Clinical Scorecard: Evaluating False-Positive Recall Rates in the Malmö Breast Tomosynthesis Screening Study
At a Glance
Category
Detail
Condition
Breast cancer screening
Key Mechanisms
Comparison of false-positive recall rates and radiographic appearances between digital breast tomosynthesis (DBT) and digital mammography (DM)
Target Population
Women aged 40 to 74 years undergoing breast cancer screening
Care Setting
Population-based breast cancer screening programs
Key Highlights
False-positive recalls are common in breast cancer screening and can cause psychosocial distress and reduced re-attendance.
The Malmö Breast Tomosynthesis Screening Trial (MBTST) compared one-view DBT with two-view DM in a prospective, population-based setting.
False-positive recall rates and radiographic appearances differ between DBT and DM, with DBT showing a higher rate initially due to stellate distortions but a learning curve over time.
Guideline-Based Recommendations
Diagnosis
Use both DBT and DM independently read by experienced radiologists to identify suspicious findings.
Classify false-positive findings by radiographic appearance including stellate distortion, circumscribed mass, indistinct density, architectural distortion, focal asymmetry, and calcifications.
Confirm breast cancer diagnosis through cross-linkage with cancer registries and biopsy results.
Management
Recalled women undergo further imaging (DM, ultrasound) and, if indicated, fine needle aspiration or core needle biopsy.
Work-up protocols should include multidisciplinary consensus review for unclear imaging findings.
Surgical procedures reserved for cases requiring open biopsy or breast-conserving surgery.
Monitoring & Follow-up
Track work-up time from screening to cancer exclusion, including all imaging and clinical visits.
Follow women until next scheduled screening (18 to 24 months) to monitor outcomes and re-attendance.
Monitor false-positive recall rates over time to assess learning curve effects.
Risks
False-positive recalls may cause psychosocial distress and reduce future screening attendance.
Higher false-positive recall rates with DBT initially, especially due to stellate distortions, may lead to increased biopsies and interventions.
Risk of breast cancer is higher in women after a false-positive mammography screening compared to true negatives.

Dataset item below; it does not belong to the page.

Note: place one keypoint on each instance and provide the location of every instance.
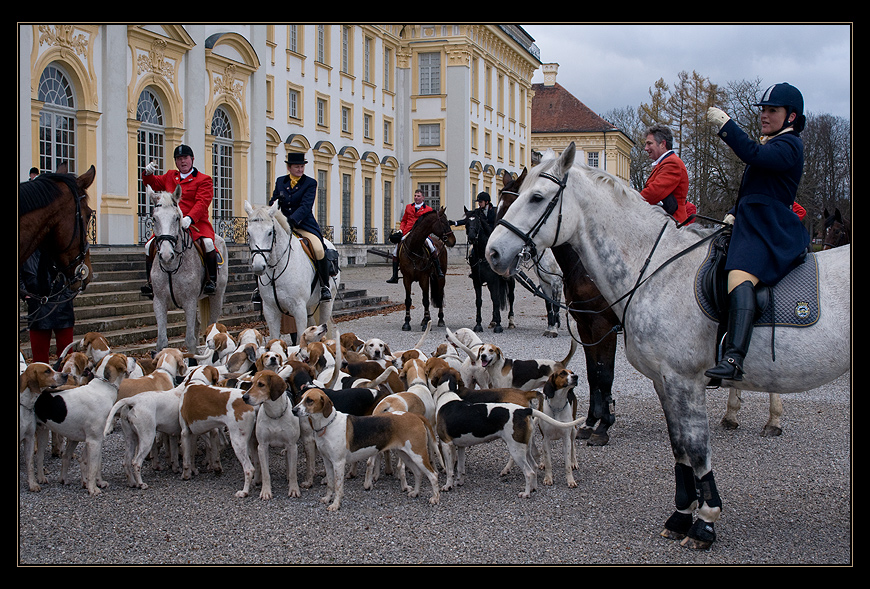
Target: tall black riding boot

Patient & Prescribing Data
Women aged 40 to 74 years participating in breast cancer screening in Malmö, Sweden
One-view DBT screening may initially yield higher false-positive recalls than two-view DM, but rates decrease over time indicating a learning curve; combined imaging and biopsy protocols are essential for accurate diagnosis.
Clinical Best Practices
Implement independent double reading of DBT and DM images by experienced breast radiologists.
Categorize false-positive findings by detailed radiographic appearance to guide work-up.
Use multidisciplinary consensus panels for ambiguous imaging findings to reduce unnecessary recalls.
Adopt standardized work-up protocols including imaging and biopsy to confirm benign outcomes.
Monitor false-positive recall rates longitudinally to optimize screening performance and reduce patient distress.